Doch. Meine allerersten 100 Kilometer bin ich vor genau zwei Jahren geradelt. Bei der Rapha Women's 100 2015, zusammen mit einem Haufen Mädels und der Schicken Mütze. Alleine wäre ich sehr wahrscheinlich nicht auf die Idee gekommen. Damals tat mir hinterher alles weh und ich war mächtig stolz. Mittlerweile sind 100 Kilometer keine Distanz mehr, die mich auf dem Rennrad beeindruckt, aber ich habe nicht vergessen, dass es noch nicht allzu lange her ist, als das noch etwas anders aussah. Deshalb stand für mich fest, dass ich dieses Jahr wieder dabei sein würde. Etwas zu schaffen, was man vorher noch nie ausprobiert hat oder woran man nicht einmal gedacht hat; die Erfahrung, wie weit man aus eigener Kraft kommen kann - das ist nämlich auch von der anderen Seite schön. Nicht nur dann, wenn man sich durchkämpft und das Ganze selbst erlebt, sondern auch, wenn man dabei zusieht, die Gruppe führt oder anschiebt, wenn man motiviert und zur Not kleine Arschtritte verteilt.

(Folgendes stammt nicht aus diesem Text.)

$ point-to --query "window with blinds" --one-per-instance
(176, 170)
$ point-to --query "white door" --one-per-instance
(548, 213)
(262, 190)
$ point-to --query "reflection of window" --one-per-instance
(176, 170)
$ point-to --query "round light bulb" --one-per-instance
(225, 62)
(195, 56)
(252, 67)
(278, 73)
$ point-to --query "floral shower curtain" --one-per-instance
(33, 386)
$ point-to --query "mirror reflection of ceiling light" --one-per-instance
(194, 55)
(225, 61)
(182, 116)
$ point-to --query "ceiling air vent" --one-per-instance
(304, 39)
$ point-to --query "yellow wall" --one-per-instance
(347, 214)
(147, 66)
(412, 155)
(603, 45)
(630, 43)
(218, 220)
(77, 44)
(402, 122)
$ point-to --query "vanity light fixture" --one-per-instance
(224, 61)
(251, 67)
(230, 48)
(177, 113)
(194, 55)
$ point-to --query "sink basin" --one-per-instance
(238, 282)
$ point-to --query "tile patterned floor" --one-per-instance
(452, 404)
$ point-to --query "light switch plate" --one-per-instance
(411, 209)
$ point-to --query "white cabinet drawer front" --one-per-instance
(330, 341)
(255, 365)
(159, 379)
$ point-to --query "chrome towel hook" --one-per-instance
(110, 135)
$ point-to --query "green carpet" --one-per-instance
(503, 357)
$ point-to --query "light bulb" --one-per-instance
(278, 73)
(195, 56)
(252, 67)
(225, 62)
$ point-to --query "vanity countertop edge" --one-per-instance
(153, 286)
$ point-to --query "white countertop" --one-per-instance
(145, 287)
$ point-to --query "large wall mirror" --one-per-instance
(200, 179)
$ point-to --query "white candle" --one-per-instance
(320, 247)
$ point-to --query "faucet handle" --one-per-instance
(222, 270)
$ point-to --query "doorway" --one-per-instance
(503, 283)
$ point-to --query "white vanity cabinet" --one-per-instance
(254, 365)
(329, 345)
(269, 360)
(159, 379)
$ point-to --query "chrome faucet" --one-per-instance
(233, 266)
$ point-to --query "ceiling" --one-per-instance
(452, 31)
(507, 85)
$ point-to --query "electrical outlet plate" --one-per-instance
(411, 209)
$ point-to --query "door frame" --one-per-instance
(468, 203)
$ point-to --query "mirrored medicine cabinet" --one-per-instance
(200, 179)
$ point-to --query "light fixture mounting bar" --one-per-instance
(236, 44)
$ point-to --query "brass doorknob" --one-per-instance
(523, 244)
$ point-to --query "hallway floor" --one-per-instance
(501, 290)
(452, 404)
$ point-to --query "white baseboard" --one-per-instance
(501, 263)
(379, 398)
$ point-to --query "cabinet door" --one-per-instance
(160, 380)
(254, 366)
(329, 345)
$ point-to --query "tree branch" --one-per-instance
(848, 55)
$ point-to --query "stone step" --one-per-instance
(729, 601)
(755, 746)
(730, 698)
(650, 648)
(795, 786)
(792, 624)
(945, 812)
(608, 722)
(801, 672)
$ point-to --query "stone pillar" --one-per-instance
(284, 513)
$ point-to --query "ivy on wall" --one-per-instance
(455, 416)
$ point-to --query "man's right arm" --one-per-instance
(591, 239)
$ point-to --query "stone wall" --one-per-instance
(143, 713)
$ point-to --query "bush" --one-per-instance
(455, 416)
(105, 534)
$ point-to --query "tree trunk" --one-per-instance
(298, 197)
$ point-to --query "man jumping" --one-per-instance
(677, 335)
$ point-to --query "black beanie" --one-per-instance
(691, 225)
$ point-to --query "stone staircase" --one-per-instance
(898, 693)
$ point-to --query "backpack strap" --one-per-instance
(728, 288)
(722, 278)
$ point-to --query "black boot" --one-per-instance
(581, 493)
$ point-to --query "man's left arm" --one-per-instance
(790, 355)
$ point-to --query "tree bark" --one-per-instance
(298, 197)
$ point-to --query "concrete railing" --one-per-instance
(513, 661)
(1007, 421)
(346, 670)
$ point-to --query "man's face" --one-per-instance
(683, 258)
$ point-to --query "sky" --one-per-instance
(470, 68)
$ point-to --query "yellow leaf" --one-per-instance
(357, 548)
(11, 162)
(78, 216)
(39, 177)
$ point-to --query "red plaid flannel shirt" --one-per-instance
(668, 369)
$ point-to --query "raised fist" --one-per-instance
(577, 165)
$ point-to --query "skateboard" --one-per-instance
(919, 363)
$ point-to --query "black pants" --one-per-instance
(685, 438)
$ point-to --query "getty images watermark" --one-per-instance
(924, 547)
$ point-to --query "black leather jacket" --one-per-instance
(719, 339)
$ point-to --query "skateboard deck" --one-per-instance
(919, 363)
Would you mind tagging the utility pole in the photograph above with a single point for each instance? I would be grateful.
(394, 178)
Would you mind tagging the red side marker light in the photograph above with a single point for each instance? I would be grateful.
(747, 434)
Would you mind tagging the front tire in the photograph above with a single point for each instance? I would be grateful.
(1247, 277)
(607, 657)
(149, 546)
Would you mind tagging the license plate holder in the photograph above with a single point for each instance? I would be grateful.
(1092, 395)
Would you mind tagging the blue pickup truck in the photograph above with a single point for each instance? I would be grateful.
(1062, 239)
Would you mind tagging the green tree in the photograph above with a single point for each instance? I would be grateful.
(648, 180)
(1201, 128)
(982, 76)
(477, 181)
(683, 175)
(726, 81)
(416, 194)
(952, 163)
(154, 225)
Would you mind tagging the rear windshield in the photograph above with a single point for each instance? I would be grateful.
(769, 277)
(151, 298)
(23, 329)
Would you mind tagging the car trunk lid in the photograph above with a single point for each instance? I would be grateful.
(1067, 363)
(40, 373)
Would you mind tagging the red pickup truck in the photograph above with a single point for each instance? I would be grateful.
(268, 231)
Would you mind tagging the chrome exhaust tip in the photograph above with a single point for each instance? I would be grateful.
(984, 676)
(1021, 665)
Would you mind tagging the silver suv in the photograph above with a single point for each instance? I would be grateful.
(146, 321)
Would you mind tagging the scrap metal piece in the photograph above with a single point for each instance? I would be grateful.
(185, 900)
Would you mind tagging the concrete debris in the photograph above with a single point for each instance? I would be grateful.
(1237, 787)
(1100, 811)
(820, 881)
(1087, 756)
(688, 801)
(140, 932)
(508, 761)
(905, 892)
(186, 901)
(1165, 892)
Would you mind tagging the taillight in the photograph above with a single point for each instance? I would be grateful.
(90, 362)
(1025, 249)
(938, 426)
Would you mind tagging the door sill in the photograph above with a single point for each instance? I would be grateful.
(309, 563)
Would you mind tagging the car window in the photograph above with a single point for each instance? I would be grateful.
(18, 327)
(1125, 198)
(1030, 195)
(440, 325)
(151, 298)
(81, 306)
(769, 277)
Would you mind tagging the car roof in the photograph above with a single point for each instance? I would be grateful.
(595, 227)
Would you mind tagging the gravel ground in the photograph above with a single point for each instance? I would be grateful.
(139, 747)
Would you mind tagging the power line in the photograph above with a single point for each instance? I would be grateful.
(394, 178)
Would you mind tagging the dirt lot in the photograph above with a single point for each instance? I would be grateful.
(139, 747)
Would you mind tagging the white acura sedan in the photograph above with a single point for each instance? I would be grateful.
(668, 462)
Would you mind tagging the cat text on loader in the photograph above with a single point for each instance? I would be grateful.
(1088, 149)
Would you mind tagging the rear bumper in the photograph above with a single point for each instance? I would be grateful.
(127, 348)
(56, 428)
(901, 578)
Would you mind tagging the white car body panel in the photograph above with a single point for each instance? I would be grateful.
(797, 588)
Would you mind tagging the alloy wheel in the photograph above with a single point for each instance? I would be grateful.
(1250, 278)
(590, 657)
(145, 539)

Rapha hat also wieder Frauen dazu aufgerufen, 100 Kilometer zu radeln. Wieder an einem Sonntag im Juli, wieder am letzten Tag der Tour de France. Fein. Unsere Düsseldorfer Gruppe ist bunt gemischt. 25 Frauen, manche routinierte Fahrerinnen, manche noch nicht lange auf dem Rad oder unerfahren in Gruppen. Die ersten 30 hügeligen Kilometer eignen sich gut, um sich an das heranzutasten, was noch kommt: viel geradeaus und viel Wind. Sehr viel Wind. Und Regen. Und Wind. Und noch mehr Regen. Hatte ich Wind schon erwähnt?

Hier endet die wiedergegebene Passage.